Also, reputational signals are likely positively correlated with autonomy (Carpenter, 2001; Lee & Van Ryzin, 2019; Maor, 2011; Roberts, 2006). Autonomy for teachers was measured using the following question with five specific items: “Do you support or oppose increasing the amount of freedom that public school teachers have to influence… (1) curriculum; (2) lesson plans; (3) teaching materials; (4) rules for classroom behavior; and (5) teaching methods?” (1 = “strongly oppose” to 5 = “strongly favor”). The responses to the five items were averaged, and the Cronbach's alpha was 0.923.
Respect is expected to be positively correlated with reputational signals. This variable was measured using the following item: “Public school teachers are well-respected in this country” (1 = “strongly disagree” to 5 = “strongly agree”). Reputational signals are presumed to be positively related to the assessment of job performance (Krause & Douglas, 2005; Maor & Sulitzeanu-Kenan, 2016). We measured job performance using the following item: “Students are often given the grades A, B, C, D, and Fail to denote the quality of their work. Suppose that public school teachers were graded in the same way. What grade would you give public school teachers in the nation as a whole—A, B, C, D, or Fail?” (1 = “F,” 2 = “D,” 3 = “C,” 4 = “B,” 5 = “A”).
Lastly, reputational signals are likely to lead to support for teachers.

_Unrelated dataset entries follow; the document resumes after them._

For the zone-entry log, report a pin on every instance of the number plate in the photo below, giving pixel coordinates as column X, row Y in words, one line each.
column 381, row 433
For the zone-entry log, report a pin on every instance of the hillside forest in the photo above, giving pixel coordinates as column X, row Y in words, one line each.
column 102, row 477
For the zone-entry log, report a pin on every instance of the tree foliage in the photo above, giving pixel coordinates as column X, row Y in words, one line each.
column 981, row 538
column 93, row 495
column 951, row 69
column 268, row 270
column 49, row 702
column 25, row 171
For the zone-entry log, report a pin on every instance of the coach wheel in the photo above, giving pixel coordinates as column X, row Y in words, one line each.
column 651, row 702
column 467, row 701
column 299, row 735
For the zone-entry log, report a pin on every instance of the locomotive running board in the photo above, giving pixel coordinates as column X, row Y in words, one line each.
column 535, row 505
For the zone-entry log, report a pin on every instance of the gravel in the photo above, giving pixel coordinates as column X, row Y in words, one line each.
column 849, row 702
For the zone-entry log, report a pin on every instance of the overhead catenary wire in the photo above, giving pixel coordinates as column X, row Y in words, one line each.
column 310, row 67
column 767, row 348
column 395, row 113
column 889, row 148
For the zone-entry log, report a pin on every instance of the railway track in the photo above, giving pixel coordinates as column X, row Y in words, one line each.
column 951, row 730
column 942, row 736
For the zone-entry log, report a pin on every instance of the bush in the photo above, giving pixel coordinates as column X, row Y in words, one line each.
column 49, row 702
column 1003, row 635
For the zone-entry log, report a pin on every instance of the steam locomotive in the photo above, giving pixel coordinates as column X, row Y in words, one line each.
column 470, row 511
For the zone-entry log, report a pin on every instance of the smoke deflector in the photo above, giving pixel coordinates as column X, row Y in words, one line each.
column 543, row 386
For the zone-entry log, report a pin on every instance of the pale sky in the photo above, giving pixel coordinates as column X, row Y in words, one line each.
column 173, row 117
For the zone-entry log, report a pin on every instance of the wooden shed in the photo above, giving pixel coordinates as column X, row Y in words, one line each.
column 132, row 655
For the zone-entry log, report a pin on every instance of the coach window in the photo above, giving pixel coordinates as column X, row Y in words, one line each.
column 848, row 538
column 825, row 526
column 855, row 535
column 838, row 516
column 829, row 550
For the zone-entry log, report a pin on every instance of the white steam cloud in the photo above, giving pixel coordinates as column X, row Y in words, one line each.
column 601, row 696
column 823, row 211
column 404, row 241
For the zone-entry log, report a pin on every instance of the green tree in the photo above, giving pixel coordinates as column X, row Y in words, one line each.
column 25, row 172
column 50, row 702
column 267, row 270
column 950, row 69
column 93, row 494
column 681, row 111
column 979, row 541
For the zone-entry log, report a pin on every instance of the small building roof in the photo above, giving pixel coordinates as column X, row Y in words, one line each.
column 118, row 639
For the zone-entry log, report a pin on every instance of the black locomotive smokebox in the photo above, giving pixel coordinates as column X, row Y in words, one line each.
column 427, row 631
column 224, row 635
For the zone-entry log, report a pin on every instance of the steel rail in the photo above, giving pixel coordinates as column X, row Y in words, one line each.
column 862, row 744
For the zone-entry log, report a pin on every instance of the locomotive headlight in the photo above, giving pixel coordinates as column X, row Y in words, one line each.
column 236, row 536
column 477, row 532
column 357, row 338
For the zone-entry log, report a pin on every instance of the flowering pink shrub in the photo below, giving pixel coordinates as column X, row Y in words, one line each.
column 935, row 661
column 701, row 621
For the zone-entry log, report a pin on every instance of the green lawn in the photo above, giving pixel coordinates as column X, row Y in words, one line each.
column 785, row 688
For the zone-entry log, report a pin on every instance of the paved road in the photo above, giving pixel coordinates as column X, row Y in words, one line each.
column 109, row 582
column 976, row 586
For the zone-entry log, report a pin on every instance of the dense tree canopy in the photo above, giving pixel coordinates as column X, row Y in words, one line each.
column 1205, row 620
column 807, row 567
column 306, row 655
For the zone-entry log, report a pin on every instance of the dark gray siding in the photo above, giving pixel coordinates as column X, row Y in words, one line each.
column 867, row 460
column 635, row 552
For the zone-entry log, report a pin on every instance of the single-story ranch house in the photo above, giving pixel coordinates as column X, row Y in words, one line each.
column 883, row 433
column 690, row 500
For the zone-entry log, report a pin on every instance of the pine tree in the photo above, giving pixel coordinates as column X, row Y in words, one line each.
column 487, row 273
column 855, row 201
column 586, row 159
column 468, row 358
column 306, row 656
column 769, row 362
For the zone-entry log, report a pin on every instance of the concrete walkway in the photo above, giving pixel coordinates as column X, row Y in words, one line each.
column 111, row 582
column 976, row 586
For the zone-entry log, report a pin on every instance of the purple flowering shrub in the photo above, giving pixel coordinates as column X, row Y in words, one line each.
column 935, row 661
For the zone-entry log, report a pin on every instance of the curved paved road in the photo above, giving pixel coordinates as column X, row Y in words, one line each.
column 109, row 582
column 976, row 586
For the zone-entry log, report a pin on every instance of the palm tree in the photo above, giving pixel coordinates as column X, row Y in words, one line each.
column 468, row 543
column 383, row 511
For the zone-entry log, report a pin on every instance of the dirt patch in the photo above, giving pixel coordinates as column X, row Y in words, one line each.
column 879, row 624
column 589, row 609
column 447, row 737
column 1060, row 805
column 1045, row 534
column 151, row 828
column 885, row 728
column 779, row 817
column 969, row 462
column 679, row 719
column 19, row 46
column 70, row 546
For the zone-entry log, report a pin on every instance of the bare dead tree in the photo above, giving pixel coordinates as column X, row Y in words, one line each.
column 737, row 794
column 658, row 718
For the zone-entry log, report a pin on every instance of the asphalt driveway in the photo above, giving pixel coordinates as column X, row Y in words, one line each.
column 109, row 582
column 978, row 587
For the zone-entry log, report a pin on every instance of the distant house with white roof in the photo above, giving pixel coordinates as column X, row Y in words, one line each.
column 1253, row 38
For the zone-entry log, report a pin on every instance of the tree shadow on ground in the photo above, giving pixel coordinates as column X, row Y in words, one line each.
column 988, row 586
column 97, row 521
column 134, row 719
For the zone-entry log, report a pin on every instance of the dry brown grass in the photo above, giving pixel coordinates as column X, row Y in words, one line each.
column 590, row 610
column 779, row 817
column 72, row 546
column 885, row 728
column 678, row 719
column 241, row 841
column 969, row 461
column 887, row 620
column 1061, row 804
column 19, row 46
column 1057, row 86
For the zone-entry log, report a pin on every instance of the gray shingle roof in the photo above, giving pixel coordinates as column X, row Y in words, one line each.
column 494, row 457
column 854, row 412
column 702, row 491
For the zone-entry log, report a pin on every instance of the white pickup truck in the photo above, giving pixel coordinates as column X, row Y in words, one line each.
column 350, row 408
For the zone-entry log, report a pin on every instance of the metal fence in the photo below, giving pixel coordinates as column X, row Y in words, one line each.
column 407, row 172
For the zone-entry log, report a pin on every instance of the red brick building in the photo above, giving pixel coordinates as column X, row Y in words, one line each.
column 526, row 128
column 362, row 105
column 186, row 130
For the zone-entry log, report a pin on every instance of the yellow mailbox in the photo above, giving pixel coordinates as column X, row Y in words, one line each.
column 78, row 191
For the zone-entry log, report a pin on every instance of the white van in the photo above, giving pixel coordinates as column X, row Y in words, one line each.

Support for teachers was measured using the following question with four specific items: “Would you support or oppose an increase to your local taxes if made on the following grounds? (1) to increase salaries for public school teachers; (2) to increase school supplies for teachers’ classrooms; (3) to increase peer support for public school teachers; and (4) to reduce class sizes” (1 = “strongly oppose” to 5 = “strongly favor”). The responses to the four items were averaged, and the Cronbach's alpha was 0.929.
Consistent with theoretical expectations, we observed predominantly positive correlations between reputational signals and each of these variables. Regarding reputational signals from elected officials, correlation coefficients ranged from 0.015 for support for teachers to 0.314 for perceived prestige. For reputational signals from people close to respondents, correlation coefficients ranged from 0.268 for respect to 0.567 for job performance. Except for the negligible correlation between reputational signals from elected officials and support for teachers (
On the other hand, we examined the associations between reputational signals and respondents’ minority status, income, and education, which are expected to be theoretically unrelated to reputational signals. Based on previous research on bureaucratic reputation (Lee & Van Ryzin, 2019), we anticipated that reputational signals would be relatively independent of demographic and socioeconomic characteristics. Minority status was measured using the following item: “What is your race/ethnicity?” (1 = “White/Caucasian,” 2 = “Black/African American,” 3 = “Hispanic/Latino,” 4 = “Asian,” 5 = “Other”). This variable was coded as 1 if White/Caucasian and 0 otherwise. Income was measured using the following item: “Which of the following best describes your annual income before taxes?” (1 = “less than $25,000,” 2 = “$25,000–$49,999,” 3 = “$50,000–$74,999,” 4 = “$75,000–$99,999,” 5 = “more than $100,000”). Education was measured using the following item: “What is the highest level of education you have completed?” (1 = “less than high school,” 2 = “high school graduate/GED,” 3 = “some college,” 4 = “2-year college,” 5 = “4-year college,” 6 = “postgraduate degree”). No significant correlations emerged between reputational signals and each of these variables. These results provide overall support for discriminant validity.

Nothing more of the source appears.